Light stabilizer: 2-(2-hydroxy-3-t-butyl-5-methylphenyl)-5-chlorobenzo-triazole (manufactured by Sumitomo Chemical Co., Ltd., trade name of Sumisorb 300) (concentration of 20% of the master batch).
Light stabilizer: Condensation product of 1-(2-hydroxyethyl)-2,2,6,6-tetramethyl-4-piperidinol and dimethyl succinate (manufactured by Ciba Specialty Chemicals K.K., trade name of Tinuvin 622) (concentration of 20% of the master batch).
Lubricant: Oleic acid amide (manufactured by Marubishi Oil Chemical Co., Ltd., trade name of Denon SL-12) (concentration of 10% of the master batch).

Example 8

The same procedures were conducted as in Example 7, except that the supply rate of the mixed solvent was changed to 2.5 kg/hr. The results are shown in Table 3.

Comparative Example 1

The same procedures were conducted as in Example 7, except that no mixed solvent was supplied. The results are shown in Table 3.

	TABLE 3
			Comparative
	Example 7	Example 8	Example 1
EPDM	100	100	100
(parts by weight)
Mixed solvent	20	10	0
(parts by weight)
PP	22.5	22.5	22.5
(parts by weight)
LDPE	13.6	13.6	13.6
(parts by weight)
Crosslinking agent	0.22	0.22	0.22
(parts by weight)
Crosslinking assistant	Used	Used	Used
Molded article evaluation	Good	Fair	Poor

Claims

1. A method for producing an olefinic thermoplastic elastomer comprising the steps of kneading an olefin copolymer rubber (A) obtained by polymerizing ethylene, an α-olefin having 3 to 20 carbon atoms and a non-conjugated polyene, a volatile organic solvent (B) and, an olefin resin (C) in an extruder, removing the volatile organic solvent (B) while kneading, then adding a crosslinking agent (E) and further removing the volatile organic solvent (B) while kneading in the extruder to obtain the olefinic thermoplastic elastomer.

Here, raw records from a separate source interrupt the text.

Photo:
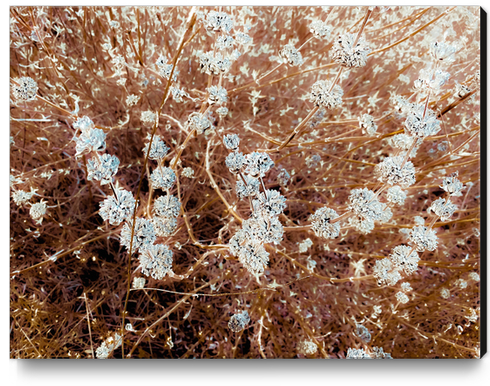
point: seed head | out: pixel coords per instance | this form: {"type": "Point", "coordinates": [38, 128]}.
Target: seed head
{"type": "Point", "coordinates": [349, 55]}
{"type": "Point", "coordinates": [26, 89]}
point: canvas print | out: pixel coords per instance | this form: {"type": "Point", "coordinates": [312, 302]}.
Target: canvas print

2. The method according to claim 1, wherein 100 parts by weight of the olefin copolymer rubber (A), and based on 100 parts by weight of the olefin copolymer rubber (A), 11 to 50 parts by weight of the volatile organic solvent (B) and 5 to 150 parts by weight of the olefin resin (C) are mixed together to obtain a mixture, the volatile organic solvent (B) is removed from the mixture while kneading in the extruder, then to 100 parts by weight of the olefin copolymer rubber (A), 0.01 to 20 parts by weight of the crosslinking agent (E) is added and the volatile organic solvent (B) is further removed while kneading in the extruder to obtain the olefinic thermoplastic elastomer.

3. The method according to claim 1 or 2, wherein the olefin resin (C) is a propylene resin.

4. The method according to claim 1, wherein a mineral oil softener (D) is further kneaded in together with the olefin copolymer rubber (A), volatile organic solvent (B) and olefin resin (C).

5. The method according to claim 2, wherein the mixture further comprises 1 to 300 parts by weight of a mineral oil softener (D).

6. The method according to claim 4 or 5, wherein the olefin resin (C) is a propylene resin.